Mom

So I didn't want my mom going through my laptop, so I put a touch screen on it where you just have to tap the screen to unlock it. Jokes on her, she doesn't have any fingers.

Indian guy

My wife left me for an Indian guy. I know he's going to treat her well, I heard they worship cows.

Memes

Crime scene

What do you call an Australian visiting the UK on holiday?

Returning to the scene of the crime.

Woman

What do you call a crowd of horny white women?

A field of cotton waiting to be picked.

Donald Trump

Question: Why did Donald Trump convert to Judaism?

Answer: Because he heard that Vladimir Putin likes to drink vodka with "Orange Jews"!

Wheelchair kid

My friend and I were joking about a kid in a wheelchair, and another kid came up and said to the wheelchair kid, "You should stand up for yourself."

Life

Dad: Hey son, wanna hear a joke?

Son: Sure thing, dad!

Dad: Your mother and I are getting a divorce. She found out that I was sleeping with the neighbor's dog!

Son: I don't get the joke, dad.

Dad: It's my life, son!

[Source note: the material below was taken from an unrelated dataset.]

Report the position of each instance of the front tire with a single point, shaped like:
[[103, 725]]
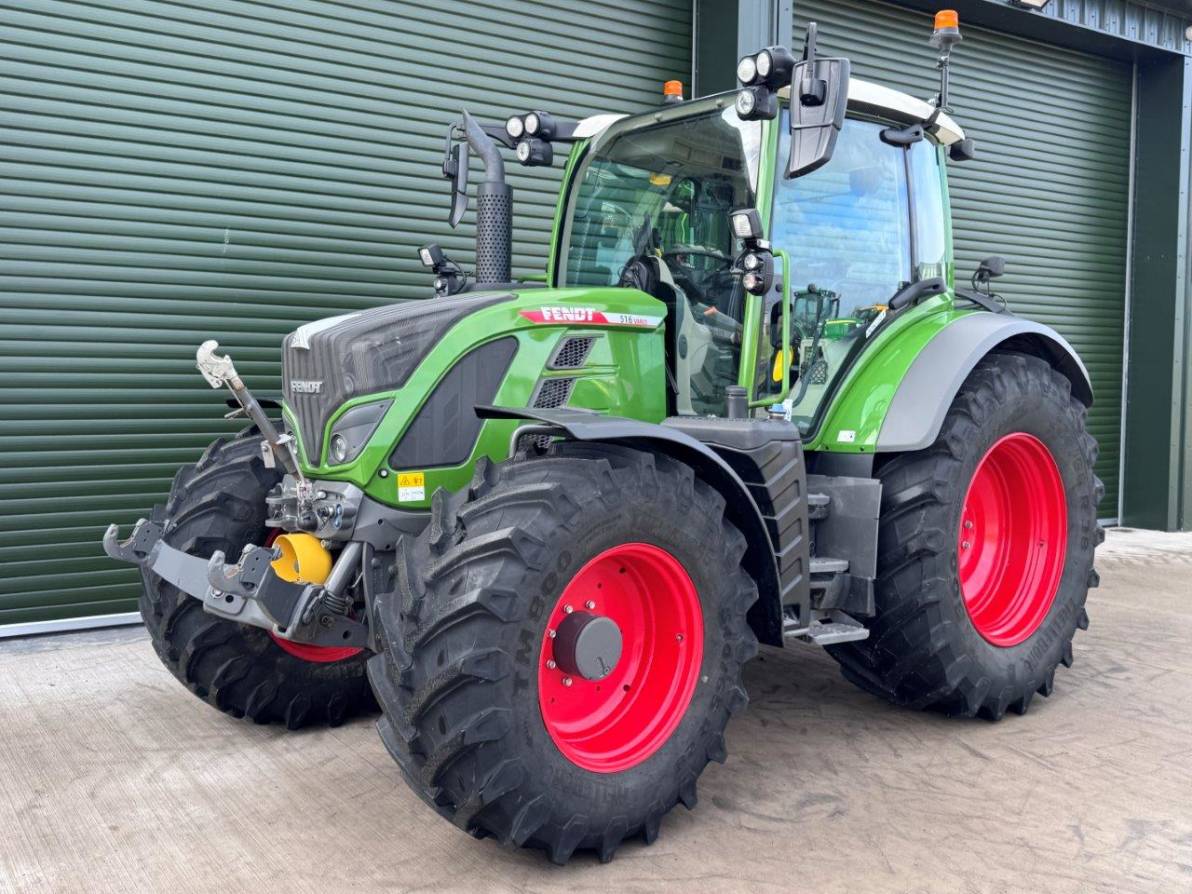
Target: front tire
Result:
[[218, 503], [985, 550], [500, 737]]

My life is the joke.

Suicide

Mom: Are you seriously gonna die?

Me: No. Don't worry. Suicide is the last thing I'll do.

Kid

A leaf and a depressed kid fall from a building. Which hits the ground first?

The leaf, the rope stops the depressed kid.

Friend

My friends were worried that I was making suicide jokes so much, so I said, "Don't worry, you won't have to hear them much longer."

Chin

Me: Wanna hear a joke about my chin?

Friend: Nah, dude. It'll be too long.

Dwarf

Why do dwarfs hate fast food restaurants? Cause most of them have medium and large.